Burroughs was part of the American frontier, a representative of a group of people who first romanticized the idea of the individual. The idea of nobility held little appeal to men of the wild west. A less than appealing portrayal of Tarzan's distant cousin in England is briefly given afterall.

Furthering my question is numerous scenes from the book focusing on Tarzan's inner struggle on who he is as a MAN and in his quest to understand what GOD is, as it's the one word from his many books he's having trouble understanding. His constant learning on those two subjects always involves an act of mercy towards a tribal member, even while he still loaths their very existence. Burroughs even makes a point of informing us the tribe relocated to their current settlement after fleeing the cruelties of the Belgians in the Congo under King Leopold.

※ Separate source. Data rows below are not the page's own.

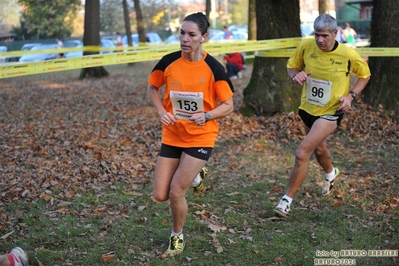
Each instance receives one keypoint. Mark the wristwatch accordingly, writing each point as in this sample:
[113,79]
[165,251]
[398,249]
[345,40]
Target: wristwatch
[207,117]
[354,94]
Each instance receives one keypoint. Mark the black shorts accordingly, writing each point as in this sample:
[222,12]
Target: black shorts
[309,119]
[202,153]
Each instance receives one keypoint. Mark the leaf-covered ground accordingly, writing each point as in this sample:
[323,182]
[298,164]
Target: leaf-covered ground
[60,136]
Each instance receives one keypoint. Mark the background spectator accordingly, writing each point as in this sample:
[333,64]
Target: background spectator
[227,33]
[234,65]
[350,35]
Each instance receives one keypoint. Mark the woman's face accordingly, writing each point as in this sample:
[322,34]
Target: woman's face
[190,37]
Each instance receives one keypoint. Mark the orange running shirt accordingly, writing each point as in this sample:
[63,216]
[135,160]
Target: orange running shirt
[206,81]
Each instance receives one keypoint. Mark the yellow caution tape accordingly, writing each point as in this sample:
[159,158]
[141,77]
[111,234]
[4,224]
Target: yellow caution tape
[134,54]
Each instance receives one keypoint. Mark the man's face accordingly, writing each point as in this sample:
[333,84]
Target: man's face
[325,39]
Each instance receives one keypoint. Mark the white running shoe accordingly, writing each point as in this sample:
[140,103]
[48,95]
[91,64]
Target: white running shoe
[328,186]
[282,208]
[19,256]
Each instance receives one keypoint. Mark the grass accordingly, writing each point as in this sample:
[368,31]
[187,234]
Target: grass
[232,224]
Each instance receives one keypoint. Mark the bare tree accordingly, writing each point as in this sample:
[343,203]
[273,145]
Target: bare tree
[251,20]
[383,86]
[140,21]
[91,36]
[270,90]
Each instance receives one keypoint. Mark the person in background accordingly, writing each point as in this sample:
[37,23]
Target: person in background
[341,38]
[60,45]
[350,35]
[197,91]
[118,41]
[234,65]
[227,33]
[322,66]
[17,257]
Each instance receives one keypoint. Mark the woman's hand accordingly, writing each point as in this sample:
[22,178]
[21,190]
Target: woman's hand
[168,119]
[198,119]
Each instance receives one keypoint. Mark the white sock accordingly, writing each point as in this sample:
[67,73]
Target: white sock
[180,234]
[288,199]
[330,176]
[196,181]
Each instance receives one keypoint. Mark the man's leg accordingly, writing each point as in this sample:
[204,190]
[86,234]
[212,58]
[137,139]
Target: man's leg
[316,136]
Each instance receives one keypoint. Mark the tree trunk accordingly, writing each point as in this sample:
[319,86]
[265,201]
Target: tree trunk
[91,36]
[251,20]
[270,90]
[207,8]
[382,88]
[140,22]
[323,6]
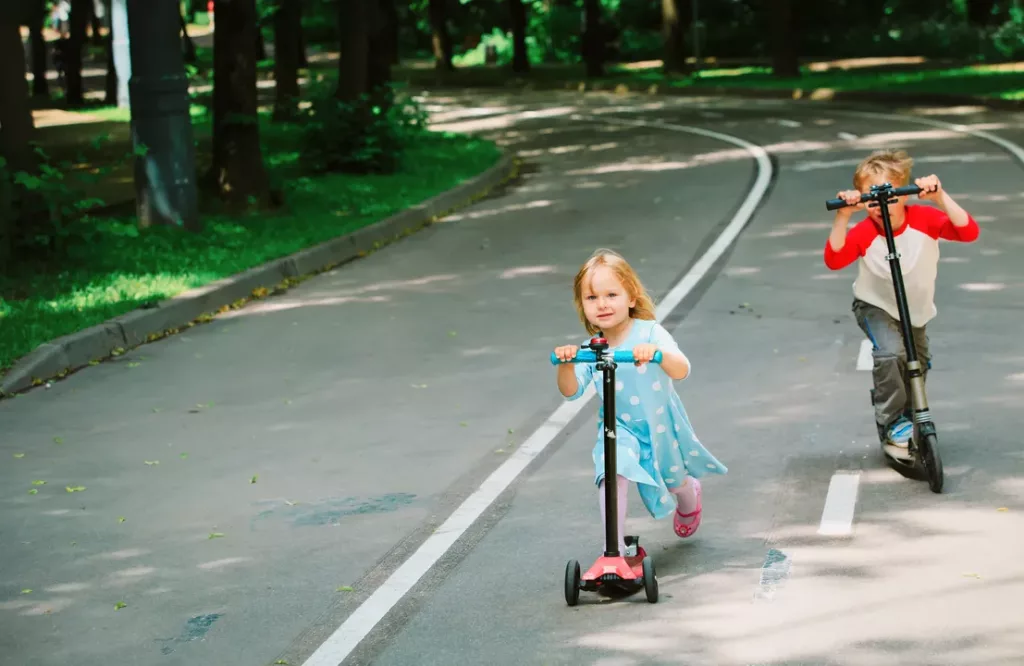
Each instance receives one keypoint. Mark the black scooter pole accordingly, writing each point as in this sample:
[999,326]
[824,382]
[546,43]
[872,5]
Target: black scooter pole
[897,274]
[610,468]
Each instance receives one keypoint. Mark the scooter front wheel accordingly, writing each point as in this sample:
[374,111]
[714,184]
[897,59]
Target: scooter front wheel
[933,461]
[572,582]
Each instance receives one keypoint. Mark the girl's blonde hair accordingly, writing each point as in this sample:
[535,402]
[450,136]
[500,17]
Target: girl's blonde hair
[644,307]
[891,162]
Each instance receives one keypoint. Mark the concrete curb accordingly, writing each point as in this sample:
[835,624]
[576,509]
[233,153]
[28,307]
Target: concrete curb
[57,359]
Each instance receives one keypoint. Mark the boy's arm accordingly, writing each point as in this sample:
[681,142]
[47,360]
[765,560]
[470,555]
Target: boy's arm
[843,248]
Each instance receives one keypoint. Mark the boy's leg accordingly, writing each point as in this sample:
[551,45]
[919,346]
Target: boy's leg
[889,371]
[623,487]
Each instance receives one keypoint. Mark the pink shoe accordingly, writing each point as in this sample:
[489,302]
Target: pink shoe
[683,531]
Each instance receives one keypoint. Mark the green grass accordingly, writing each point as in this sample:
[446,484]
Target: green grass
[124,267]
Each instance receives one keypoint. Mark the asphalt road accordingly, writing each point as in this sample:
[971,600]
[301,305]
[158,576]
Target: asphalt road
[368,405]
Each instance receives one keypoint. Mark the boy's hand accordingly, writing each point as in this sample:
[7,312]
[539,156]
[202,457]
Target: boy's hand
[566,352]
[931,188]
[852,198]
[643,352]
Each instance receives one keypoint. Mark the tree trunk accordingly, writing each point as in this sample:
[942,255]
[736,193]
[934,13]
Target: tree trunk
[81,11]
[593,40]
[287,30]
[441,38]
[677,18]
[785,57]
[15,127]
[111,83]
[40,87]
[238,171]
[520,58]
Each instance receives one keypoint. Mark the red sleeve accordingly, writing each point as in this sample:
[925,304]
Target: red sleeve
[937,224]
[858,240]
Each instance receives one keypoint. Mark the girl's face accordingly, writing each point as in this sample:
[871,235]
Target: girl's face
[896,210]
[606,302]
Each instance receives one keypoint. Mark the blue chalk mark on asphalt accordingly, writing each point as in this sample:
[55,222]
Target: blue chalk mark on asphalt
[196,629]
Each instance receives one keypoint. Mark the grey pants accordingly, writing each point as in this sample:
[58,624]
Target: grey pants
[891,392]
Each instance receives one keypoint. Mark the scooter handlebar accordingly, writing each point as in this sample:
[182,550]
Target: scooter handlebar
[836,204]
[589,356]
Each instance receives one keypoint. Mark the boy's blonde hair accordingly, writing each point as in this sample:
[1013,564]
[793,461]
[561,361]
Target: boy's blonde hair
[890,162]
[644,307]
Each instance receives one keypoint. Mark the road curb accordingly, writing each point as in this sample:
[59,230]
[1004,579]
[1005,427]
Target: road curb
[57,359]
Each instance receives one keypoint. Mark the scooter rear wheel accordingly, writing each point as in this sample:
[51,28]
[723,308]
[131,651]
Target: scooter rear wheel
[933,461]
[572,582]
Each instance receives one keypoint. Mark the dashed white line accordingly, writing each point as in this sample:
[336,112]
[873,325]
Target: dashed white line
[841,502]
[351,632]
[864,359]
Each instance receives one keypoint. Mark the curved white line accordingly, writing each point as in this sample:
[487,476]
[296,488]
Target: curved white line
[346,637]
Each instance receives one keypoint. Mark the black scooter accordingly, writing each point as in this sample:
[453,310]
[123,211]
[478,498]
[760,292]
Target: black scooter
[921,460]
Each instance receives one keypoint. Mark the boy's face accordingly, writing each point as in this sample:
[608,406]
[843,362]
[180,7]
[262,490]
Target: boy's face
[896,210]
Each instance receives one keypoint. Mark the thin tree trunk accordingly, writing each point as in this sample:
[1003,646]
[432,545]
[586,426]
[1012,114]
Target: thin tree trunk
[593,39]
[785,58]
[440,38]
[353,65]
[40,86]
[287,31]
[676,19]
[520,58]
[15,128]
[80,14]
[238,171]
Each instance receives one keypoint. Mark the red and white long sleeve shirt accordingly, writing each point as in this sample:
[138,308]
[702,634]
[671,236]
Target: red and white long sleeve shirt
[918,244]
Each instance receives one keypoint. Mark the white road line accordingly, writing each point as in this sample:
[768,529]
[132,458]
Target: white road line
[864,359]
[346,637]
[837,517]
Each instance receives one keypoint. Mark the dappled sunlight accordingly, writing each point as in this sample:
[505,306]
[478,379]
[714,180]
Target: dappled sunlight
[527,271]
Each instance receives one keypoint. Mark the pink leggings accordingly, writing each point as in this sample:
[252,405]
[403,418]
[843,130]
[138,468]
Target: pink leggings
[685,501]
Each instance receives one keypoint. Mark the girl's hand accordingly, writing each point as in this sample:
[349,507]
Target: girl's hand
[566,352]
[931,188]
[643,352]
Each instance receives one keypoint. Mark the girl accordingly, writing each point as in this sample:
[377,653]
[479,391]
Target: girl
[655,444]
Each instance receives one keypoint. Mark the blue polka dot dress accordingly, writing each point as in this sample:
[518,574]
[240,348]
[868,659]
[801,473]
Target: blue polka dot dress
[655,444]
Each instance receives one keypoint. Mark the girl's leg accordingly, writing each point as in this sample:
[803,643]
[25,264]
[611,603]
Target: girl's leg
[688,509]
[623,486]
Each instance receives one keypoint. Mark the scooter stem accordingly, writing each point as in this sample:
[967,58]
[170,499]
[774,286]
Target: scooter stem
[610,467]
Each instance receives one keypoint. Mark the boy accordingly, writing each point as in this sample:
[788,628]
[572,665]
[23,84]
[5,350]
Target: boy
[916,231]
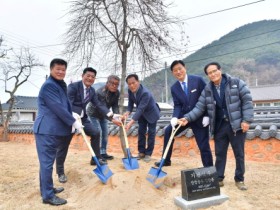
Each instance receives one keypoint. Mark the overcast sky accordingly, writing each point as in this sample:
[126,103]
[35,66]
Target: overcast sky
[36,23]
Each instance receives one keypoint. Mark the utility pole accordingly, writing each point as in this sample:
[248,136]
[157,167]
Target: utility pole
[166,89]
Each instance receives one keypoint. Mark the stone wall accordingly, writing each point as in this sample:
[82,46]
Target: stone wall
[256,149]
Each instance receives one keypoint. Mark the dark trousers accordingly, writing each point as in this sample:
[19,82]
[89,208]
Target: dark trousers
[61,154]
[202,141]
[47,146]
[142,130]
[62,151]
[222,138]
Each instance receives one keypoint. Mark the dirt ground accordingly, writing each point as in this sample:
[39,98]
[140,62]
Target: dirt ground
[19,183]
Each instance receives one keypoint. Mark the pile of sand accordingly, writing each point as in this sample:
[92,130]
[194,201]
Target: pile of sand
[19,185]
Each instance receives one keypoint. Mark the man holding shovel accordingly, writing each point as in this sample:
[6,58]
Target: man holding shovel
[80,94]
[52,127]
[185,93]
[147,115]
[108,95]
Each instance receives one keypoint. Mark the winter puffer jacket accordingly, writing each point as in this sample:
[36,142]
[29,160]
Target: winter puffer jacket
[238,102]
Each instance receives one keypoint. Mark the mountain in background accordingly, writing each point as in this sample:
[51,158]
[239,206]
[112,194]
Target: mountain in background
[250,52]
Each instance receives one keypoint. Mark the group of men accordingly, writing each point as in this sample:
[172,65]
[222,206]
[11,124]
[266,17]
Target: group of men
[225,102]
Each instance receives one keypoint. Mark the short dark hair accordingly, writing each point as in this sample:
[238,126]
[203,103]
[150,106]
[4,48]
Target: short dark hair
[212,63]
[58,61]
[132,75]
[89,69]
[175,63]
[111,77]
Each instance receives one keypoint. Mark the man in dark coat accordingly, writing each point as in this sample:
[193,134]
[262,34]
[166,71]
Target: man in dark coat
[52,127]
[228,102]
[147,115]
[185,93]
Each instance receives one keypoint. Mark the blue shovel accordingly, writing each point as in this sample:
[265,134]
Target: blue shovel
[102,171]
[130,163]
[156,175]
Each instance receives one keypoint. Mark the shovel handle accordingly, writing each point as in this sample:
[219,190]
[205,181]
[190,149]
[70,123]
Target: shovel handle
[86,141]
[170,140]
[125,137]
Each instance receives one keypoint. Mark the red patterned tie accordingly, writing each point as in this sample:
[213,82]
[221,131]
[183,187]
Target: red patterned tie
[185,88]
[86,99]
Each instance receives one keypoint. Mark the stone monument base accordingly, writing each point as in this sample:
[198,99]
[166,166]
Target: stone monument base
[200,203]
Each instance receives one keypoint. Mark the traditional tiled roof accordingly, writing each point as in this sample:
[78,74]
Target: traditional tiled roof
[22,102]
[266,125]
[262,93]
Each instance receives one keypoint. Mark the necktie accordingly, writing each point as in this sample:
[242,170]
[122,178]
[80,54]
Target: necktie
[185,88]
[86,99]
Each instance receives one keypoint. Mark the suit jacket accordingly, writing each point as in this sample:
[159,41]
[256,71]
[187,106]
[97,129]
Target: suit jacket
[145,105]
[54,110]
[185,103]
[75,92]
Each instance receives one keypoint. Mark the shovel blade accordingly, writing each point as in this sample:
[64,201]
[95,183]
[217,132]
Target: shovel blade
[130,163]
[156,176]
[103,173]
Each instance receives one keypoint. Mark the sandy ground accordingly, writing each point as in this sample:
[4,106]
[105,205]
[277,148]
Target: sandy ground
[19,184]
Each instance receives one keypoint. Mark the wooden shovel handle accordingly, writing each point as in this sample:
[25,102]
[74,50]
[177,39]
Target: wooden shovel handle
[170,141]
[125,135]
[86,141]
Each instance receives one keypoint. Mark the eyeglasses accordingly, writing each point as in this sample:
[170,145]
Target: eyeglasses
[114,84]
[212,72]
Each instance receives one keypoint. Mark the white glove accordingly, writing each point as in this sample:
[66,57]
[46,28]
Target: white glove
[205,121]
[77,125]
[76,116]
[174,122]
[117,117]
[109,114]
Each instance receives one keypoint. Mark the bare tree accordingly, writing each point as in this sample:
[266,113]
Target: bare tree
[16,71]
[121,34]
[3,51]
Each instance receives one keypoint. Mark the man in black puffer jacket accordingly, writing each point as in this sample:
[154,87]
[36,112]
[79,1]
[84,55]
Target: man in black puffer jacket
[228,102]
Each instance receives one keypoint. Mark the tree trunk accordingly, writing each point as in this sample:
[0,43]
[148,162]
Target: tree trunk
[124,62]
[5,131]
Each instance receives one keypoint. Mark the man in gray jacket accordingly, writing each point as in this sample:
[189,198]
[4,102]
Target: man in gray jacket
[228,102]
[108,95]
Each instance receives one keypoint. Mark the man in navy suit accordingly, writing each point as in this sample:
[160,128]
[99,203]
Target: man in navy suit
[147,115]
[52,127]
[185,93]
[80,94]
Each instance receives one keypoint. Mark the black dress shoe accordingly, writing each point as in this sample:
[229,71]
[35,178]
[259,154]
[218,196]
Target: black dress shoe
[166,163]
[62,178]
[58,190]
[55,201]
[107,157]
[101,161]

But probably not: it's probably all coincidental. Burroughs was probably clueless enough to share his colorful descriptions of African Cannibals to civilized African-Americans without realizing the hurt or anger he would cause.

By the time the book ends Tarzan realizes he is greater than any ape. (The apes of the Tarzan series are not chimpanzee, orangutan or gorilla. They are a non-existent breed which walks upright more often than the knuckle-crawling gorillas.) He is on his way to becoming Lord of the Jungle. He understands GOD as the invisible feeling which stays his hand on certain occasions. He fights at the side of a warrior merely because he was about to be killed under unsporting circumstances and feels the first speck of acceptance towards his mortal enemy. The civilization bred into him is showing itself, in its own primordial way.